Open AccessThe Mal2p Protein Is an Essential Component of the Fission Yeast Centromere
Author(s) -
Quanwen Jin,
Alison L. Pidoux,
Corina Decker,
Robin C. Allshire,
Ursula Fleig
Publication year - 2002
Publication title -
molecular and cellular biology
Language(s) - English
Resource type - Journals
SCImago Journal Rank - 2.14
H-Index - 327
eISSN - 1067-8824
pISSN - 0270-7306
DOI - 10.1128/mcb.22.20.7168-7183.2002
Subject(s) - centromere , kinetochore , biology , chromatin , genetics , sister chromatids , microbiology and biotechnology , metaphase , cohesin , spindle pole body , chromosome segregation , spindle apparatus , chromosome , cell division , dna , gene , cell
Precise segregation of chromosomes requires the activity of a specialized chromatin region, the centromere, that assembles the kinetochore complex to mediate the association with spindle microtubules.
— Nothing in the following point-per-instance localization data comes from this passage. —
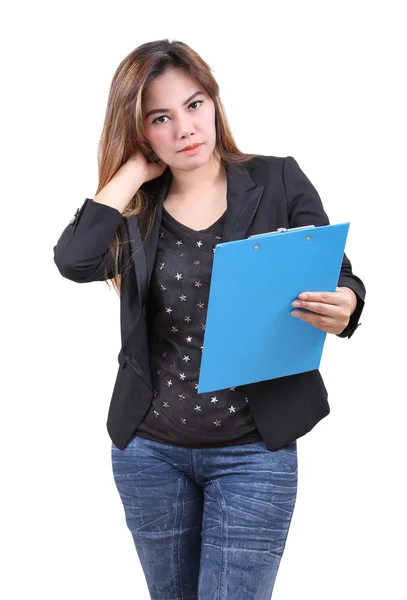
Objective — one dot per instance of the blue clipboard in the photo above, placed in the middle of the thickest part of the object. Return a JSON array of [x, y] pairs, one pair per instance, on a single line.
[[250, 334]]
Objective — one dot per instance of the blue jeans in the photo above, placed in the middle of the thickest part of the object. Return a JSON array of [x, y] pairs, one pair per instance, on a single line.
[[207, 524]]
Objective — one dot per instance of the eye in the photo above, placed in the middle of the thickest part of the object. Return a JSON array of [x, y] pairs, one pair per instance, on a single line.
[[157, 122]]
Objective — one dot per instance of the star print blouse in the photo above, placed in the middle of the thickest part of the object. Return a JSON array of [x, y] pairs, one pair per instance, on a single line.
[[179, 293]]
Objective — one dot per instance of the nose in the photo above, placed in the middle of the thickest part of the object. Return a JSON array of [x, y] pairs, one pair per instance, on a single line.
[[185, 126]]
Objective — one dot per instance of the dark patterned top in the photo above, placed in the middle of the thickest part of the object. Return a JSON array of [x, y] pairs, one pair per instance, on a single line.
[[179, 291]]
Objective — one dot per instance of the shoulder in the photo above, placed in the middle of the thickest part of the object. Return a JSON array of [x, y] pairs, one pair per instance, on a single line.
[[263, 168]]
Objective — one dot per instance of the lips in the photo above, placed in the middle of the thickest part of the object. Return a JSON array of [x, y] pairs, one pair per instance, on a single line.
[[190, 147]]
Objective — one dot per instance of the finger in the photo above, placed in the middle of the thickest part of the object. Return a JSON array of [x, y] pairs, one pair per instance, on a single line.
[[321, 322], [323, 297], [329, 310]]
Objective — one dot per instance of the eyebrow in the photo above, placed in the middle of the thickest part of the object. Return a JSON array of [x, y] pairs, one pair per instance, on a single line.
[[159, 110]]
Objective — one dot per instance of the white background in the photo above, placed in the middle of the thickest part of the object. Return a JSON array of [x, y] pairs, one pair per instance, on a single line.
[[319, 81]]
We show here that Mal2p, previously identified as a protein required for genome stability, is an essential component of the fission yeast centromere. Loss of functional Mal2p leads to extreme missegregation of chromosomes due to nondisjunction of sister chromatids and results in inviable cells. Mal2p associates specifically with the central region of the complex fission yeast centromere, where it is required for the specialized chromatin architecture as well as for transcriptional silencing of this region. Genetic evidence indicates that mal2(+) interacts with mis12(+), encoding another component of the inner centromere core complex. In addition, Mal2p is required for correct metaphase spindle length. Our data imply that the Mal2p protein is required to build up a functional fission yeast centromere.